Two-level systems with periodic $N$-step driving fields: Exact dynamics and quantum state manipulations

TL;DR

This paper derives exact solutions for two-level quantum systems driven by periodic N-step fields, revealing diverse phenomena and providing a general formula for transition probabilities applicable across parameter regimes, with applications in quantum state control.

Contribution

It introduces an exact analytical approach for N-step driven two-level systems, enabling precise description of dynamics and transition probabilities across various parameters.

Findings

Transition probability expressed by cosine functions with discrete frequencies

Few main frequencies suffice to describe system dynamics

Beating phenomena occur when main frequencies are similar

Abstract

In this work, we derive exact solutions of a dynamical equation, which can represent all two-level Hermitian systems driven by periodic $N$-step driving fields.
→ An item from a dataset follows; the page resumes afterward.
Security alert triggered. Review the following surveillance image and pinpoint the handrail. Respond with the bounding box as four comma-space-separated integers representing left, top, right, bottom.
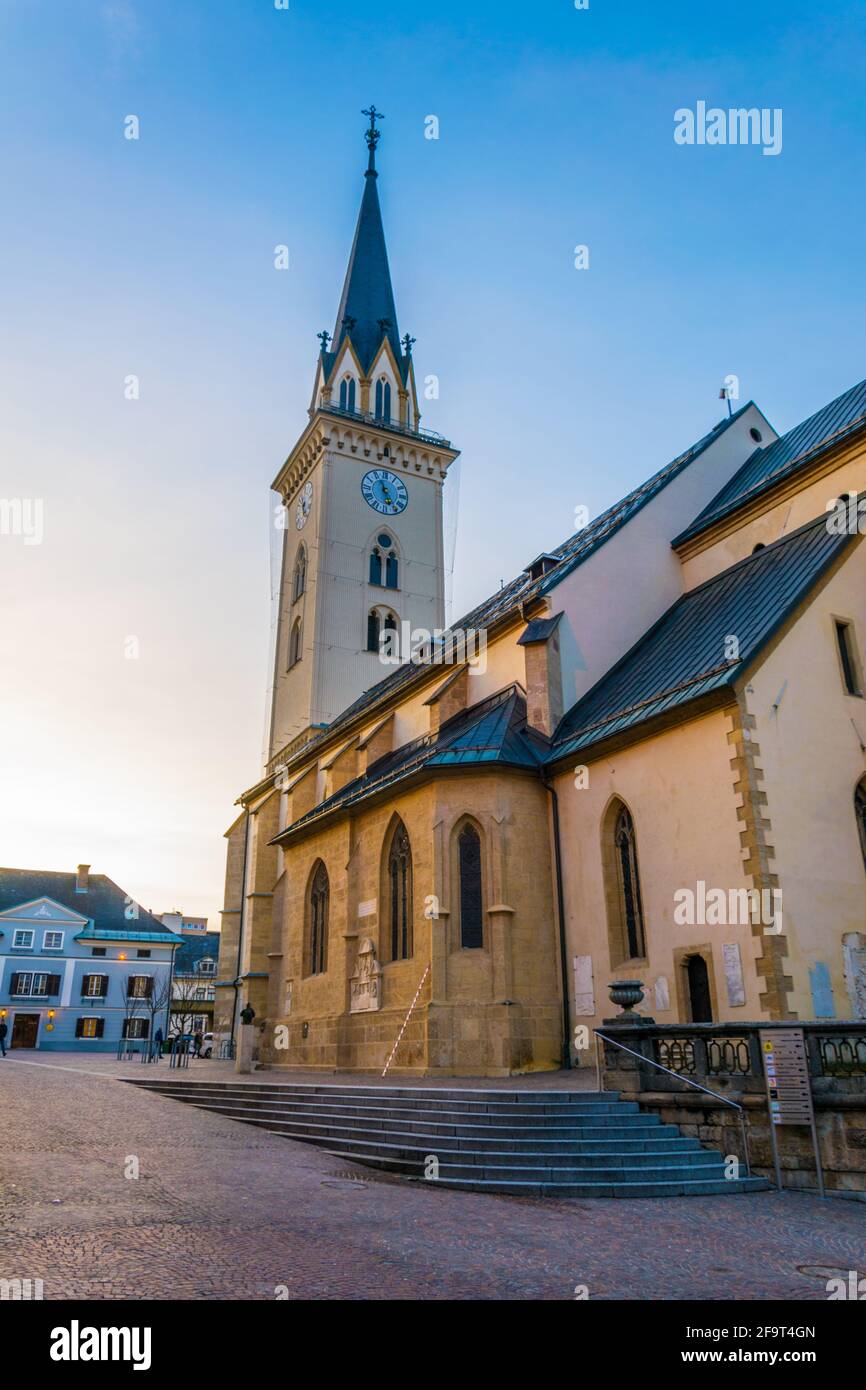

For different physical parameters, this dynamical equation displays various phenomena for periodic $N$-step driven systems. The time-dependent transition probability can be expressed by a general formula that consists of cosine functions with discrete frequencies, and, remarkably, this formula is suitable for arbitrary parameter regimes. Moreover, only a few cosine functions (i.e., one to three main frequencies) are sufficient to describe the actual dynamics of the periodic $N$-step driven system. {Furthermore}, we find that a beating in the transition probability emerges when two (or three) main frequencies are similar. Some applications are also demonstrated in quantum state manipulations by periodic $N$-step driving fields.